Anyone with a passing familiarity with these characters knows the drill. First, we meet two girls who stumble across a cursed videotape that curses the viewer, summing the evil Sadako to kill them within two days. They watch it, of course. Then we meet a young girl whose family moves next door to a haunted house that is home to the vengeful ghost Kayako (and her son, Toshio), who kills anyone who dares enter her home. She goes in, of course. Faced with similar predicaments, both sides eventually unite with a crazy plan: pit both spirits against one another! Problem solved. Nothing can go wrong with that plan, right?
The best thing Sadako vs Kayako has going for it is that it knows exactly what it is and has its fair share of goofy fun at the expense of its own premise. With the arrival of a brusque exorcist-for-hire (Masanobu Ando) and his equally curt blind child sidekick (Mai Kikuchi), the film places its tongue firmly in cheek and keeps it there for the rest of the running time. While everyone else runs and screams and cowers, these two wryly comment on the proceedings and deliver all kinds of bad news and dark omens with hilarious deadpan. It is this duo who comes up with the plan to force these two ghosts to fight and both of them are well aware of the fact that their plan is nothing short of insane.
The humor is actually the most successful aspect of Sadako vs Kayako, which has too much on its plate to capture the slow, creeping dread that defines the best entires of these characters' solo outings. There are plenty of jump scares and few genuinely creepy moments (both Sadako and Kayako are allowed to rack up an impressive body count), but director Kôji Shiraishi keeps things moving at a brisk pace. After all, he has to service two storylines and only has 98 minutes to do so. The goofy, self-aware comedy works well at a sprint as the horror suffers.
And for a long time, the film works. It's schlock, but it's fun schlock, a great, big pile of gas station junk food. You may turn your nose up at it, but sometimes this is exactly what you want at 2:00 A.M. when no one is looking at you. Unfortunately, the film really stumbles in the home stretch when the two ghosts actually get down the fighting. You thought the showdown between Batman and Superman earlier this year was slow-paced and lame and anticlimactic? Meet the showdown between Sadako and Kayako, which lasts for only a few minutes before concluding in a swirling mass of lousy CGI. The final moments are almost admirable in the brazen WTF-ery and the abrupt non-ending almost hilarious in how much of a middle finger it is to the audience, but it's still a deeply unsatisfying conclusion to a film whose title promises something with more energy and scope.

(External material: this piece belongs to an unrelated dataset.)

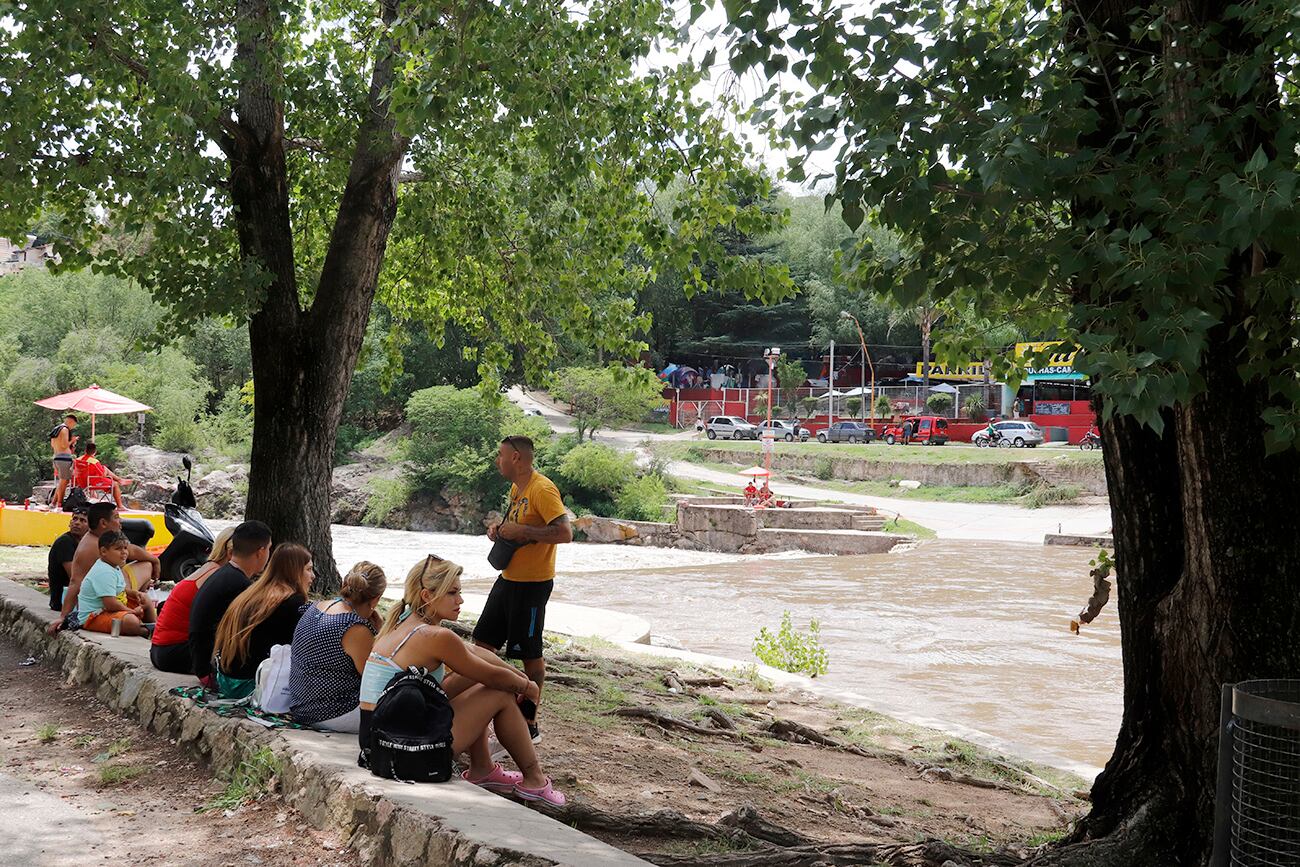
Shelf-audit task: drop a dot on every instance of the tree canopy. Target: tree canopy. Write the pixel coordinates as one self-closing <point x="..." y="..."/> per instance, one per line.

The ending stinks and it's not especially frightening, but Sadako vs Kayako is oddly endearing and often funny. If you recognized the character names from the title without having to Google them, you will find something to enjoy here. If that title tickles your fancy, know that there are worse things to watch while drunk after midnight. At the very least, you have to know the answer to that immortal question: "Who would win a fight?"